Priority-Queue Applications: Simulation, Dijkstra, Top-K, Median
What This Concept Is
Once you have a priority queue, a small set of patterns turn it into the right tool for many apparently different problems:
- Event-driven simulation -- events live on a min-heap keyed by timestamp; always process the next event in simulated-time order.
- Dijkstra's shortest path -- a min-heap of
(tentative_distance, vertex); always relax the closest un-settled vertex. - Top-K with a bounded heap -- a min-heap of size (K) holds the current largest (K) values; replace the root when a larger value arrives.

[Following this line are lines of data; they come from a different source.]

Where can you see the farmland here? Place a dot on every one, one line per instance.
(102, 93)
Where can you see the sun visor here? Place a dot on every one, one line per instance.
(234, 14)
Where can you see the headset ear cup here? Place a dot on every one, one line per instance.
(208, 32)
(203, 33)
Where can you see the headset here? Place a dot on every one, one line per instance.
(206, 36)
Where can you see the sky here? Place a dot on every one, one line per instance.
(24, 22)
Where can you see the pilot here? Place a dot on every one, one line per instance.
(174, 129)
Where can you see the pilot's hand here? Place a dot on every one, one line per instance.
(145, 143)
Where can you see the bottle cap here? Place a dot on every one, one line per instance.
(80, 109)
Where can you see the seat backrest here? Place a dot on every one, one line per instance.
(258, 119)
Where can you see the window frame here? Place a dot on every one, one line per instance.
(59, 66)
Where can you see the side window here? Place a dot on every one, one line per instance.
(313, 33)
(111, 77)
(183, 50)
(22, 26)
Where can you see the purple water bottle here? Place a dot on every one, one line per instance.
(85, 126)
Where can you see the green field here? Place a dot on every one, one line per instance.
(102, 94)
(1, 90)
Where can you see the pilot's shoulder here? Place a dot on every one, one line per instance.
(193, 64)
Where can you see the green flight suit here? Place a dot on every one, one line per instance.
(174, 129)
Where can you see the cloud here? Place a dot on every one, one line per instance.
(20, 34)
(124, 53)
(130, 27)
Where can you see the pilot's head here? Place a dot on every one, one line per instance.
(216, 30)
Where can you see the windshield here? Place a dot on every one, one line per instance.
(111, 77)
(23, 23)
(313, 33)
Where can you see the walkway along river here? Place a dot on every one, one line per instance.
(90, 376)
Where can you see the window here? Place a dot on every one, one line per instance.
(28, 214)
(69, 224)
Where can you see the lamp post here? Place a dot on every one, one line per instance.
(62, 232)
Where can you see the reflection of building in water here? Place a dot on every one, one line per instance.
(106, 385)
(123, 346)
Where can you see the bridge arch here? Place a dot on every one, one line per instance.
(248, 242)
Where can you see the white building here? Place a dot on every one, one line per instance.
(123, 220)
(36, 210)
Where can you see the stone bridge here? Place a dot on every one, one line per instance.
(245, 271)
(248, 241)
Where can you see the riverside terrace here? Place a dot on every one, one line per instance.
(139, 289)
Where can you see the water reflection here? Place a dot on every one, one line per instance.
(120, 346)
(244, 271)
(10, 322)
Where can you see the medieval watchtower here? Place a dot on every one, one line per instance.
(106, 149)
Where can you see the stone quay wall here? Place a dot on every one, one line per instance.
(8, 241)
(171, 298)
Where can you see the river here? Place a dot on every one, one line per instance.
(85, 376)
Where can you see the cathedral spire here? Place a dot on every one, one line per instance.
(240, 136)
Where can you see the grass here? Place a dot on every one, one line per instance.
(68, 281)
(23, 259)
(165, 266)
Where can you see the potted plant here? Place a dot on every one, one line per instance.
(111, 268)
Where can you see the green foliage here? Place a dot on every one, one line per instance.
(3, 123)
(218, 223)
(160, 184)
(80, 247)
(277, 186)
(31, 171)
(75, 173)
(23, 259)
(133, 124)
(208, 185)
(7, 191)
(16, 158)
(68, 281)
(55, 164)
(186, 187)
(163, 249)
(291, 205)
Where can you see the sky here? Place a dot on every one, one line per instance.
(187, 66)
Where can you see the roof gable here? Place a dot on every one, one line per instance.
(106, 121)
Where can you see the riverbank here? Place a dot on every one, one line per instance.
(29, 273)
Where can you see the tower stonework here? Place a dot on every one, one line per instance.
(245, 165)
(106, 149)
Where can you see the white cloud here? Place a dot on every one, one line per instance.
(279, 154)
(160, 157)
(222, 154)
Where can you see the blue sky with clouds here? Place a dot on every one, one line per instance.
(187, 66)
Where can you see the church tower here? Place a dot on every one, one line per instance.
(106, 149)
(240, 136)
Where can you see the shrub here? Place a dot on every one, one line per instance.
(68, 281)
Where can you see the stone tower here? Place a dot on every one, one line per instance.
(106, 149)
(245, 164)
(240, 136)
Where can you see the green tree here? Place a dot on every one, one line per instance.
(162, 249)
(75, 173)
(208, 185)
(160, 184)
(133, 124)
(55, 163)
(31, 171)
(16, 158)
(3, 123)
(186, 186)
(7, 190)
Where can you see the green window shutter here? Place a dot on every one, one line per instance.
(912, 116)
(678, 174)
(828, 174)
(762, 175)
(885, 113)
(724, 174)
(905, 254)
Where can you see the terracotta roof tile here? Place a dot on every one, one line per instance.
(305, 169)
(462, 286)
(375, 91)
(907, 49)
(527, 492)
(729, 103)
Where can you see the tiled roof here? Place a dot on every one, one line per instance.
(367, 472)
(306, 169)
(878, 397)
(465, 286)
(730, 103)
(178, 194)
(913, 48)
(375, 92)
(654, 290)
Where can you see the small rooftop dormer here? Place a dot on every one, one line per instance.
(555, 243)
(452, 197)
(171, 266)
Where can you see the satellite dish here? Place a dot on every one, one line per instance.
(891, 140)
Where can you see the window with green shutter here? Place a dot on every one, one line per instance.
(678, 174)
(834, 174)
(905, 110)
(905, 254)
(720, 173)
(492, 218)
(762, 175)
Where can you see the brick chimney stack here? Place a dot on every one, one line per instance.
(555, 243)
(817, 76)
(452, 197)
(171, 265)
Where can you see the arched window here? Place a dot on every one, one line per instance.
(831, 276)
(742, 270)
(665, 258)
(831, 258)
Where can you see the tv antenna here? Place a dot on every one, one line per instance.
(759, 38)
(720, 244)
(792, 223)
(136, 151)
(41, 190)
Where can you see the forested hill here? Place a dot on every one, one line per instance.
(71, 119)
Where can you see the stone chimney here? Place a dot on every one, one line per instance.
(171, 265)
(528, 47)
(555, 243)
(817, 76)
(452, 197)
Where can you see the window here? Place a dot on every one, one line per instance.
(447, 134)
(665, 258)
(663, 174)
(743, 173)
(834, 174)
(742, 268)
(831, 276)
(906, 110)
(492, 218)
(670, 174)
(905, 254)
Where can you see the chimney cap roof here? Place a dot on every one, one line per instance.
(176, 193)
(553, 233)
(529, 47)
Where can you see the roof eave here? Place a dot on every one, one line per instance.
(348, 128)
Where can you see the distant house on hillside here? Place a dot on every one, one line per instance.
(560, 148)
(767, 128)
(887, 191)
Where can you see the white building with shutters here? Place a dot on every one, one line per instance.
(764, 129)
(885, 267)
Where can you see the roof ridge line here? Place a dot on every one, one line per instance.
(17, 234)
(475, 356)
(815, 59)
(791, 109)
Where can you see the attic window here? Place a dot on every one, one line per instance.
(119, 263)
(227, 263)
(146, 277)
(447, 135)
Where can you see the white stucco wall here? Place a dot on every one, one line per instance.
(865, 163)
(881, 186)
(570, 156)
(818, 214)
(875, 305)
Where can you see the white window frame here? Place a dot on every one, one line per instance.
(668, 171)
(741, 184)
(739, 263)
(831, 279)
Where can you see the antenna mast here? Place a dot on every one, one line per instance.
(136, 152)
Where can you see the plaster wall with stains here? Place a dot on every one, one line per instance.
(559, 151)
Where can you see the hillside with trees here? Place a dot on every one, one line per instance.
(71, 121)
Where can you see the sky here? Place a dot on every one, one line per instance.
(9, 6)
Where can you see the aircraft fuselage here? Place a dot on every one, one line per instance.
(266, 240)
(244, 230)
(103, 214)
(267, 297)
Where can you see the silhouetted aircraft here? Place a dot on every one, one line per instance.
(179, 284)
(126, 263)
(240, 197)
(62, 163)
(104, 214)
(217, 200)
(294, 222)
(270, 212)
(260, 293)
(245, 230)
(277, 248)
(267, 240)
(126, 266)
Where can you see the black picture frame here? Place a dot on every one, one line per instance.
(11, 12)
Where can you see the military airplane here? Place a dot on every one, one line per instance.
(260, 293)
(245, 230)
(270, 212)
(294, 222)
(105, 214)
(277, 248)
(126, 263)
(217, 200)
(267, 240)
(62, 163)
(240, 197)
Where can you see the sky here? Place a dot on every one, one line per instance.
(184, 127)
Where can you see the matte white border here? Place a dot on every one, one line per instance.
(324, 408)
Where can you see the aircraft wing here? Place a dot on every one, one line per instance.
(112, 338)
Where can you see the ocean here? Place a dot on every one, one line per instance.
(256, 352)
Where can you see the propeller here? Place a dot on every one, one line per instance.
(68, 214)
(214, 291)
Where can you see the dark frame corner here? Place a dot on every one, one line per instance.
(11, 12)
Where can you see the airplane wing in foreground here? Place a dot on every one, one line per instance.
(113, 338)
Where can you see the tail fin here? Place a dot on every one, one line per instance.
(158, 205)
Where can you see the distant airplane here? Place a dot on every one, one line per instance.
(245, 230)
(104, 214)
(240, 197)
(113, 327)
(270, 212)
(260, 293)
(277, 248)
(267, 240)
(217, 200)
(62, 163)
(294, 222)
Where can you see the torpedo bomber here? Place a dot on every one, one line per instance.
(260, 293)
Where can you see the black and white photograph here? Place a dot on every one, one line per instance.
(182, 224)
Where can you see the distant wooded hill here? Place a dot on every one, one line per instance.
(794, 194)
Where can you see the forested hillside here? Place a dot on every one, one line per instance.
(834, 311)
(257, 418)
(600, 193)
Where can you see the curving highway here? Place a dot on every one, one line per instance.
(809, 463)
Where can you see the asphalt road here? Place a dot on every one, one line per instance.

- Median maintenance with two heaps -- a max-heap holds the lower half, a min-heap holds the upper half; their roots give the running median.
- Huffman coding -- repeatedly pop the two smallest-frequency nodes, merge, push back.
- K-way merge -- a min-heap of (K) "current" elements, one from each sorted stream.
- Scheduling / load balancing -- a heap of machine loads; assign each new job to the least-loaded machine ("power of two choices" often samples two and picks the min).
- A* search -- a min-heap keyed by (f(n) = g(n) + h(n)); a Dijkstra-shaped loop with a heuristic.
- Retry / rate-limiter queues -- a heap of
(earliest_retry_time, request). - Best-first branch-and-bound -- a heap of partial solutions keyed by optimistic bound.
All of these share the structural move: repeatedly pick the extreme of a changing set and produce new items to consider.
Why It Matters Here
These patterns turn "knowing what a heap is" into "knowing what a heap is for." Each reappears in later semesters:
- Dijkstra and Prim in the graph module (S2 M3).
- Event simulation in concurrency and distributed systems (S4, S8).
- Median maintenance and sketches in data-heavy systems (S6 streaming analytics).
- Top-K in search, recommendation, and analytics (S6, S8).
- A* and branch-and-bound in optimization-style problems (S2 M4 onward).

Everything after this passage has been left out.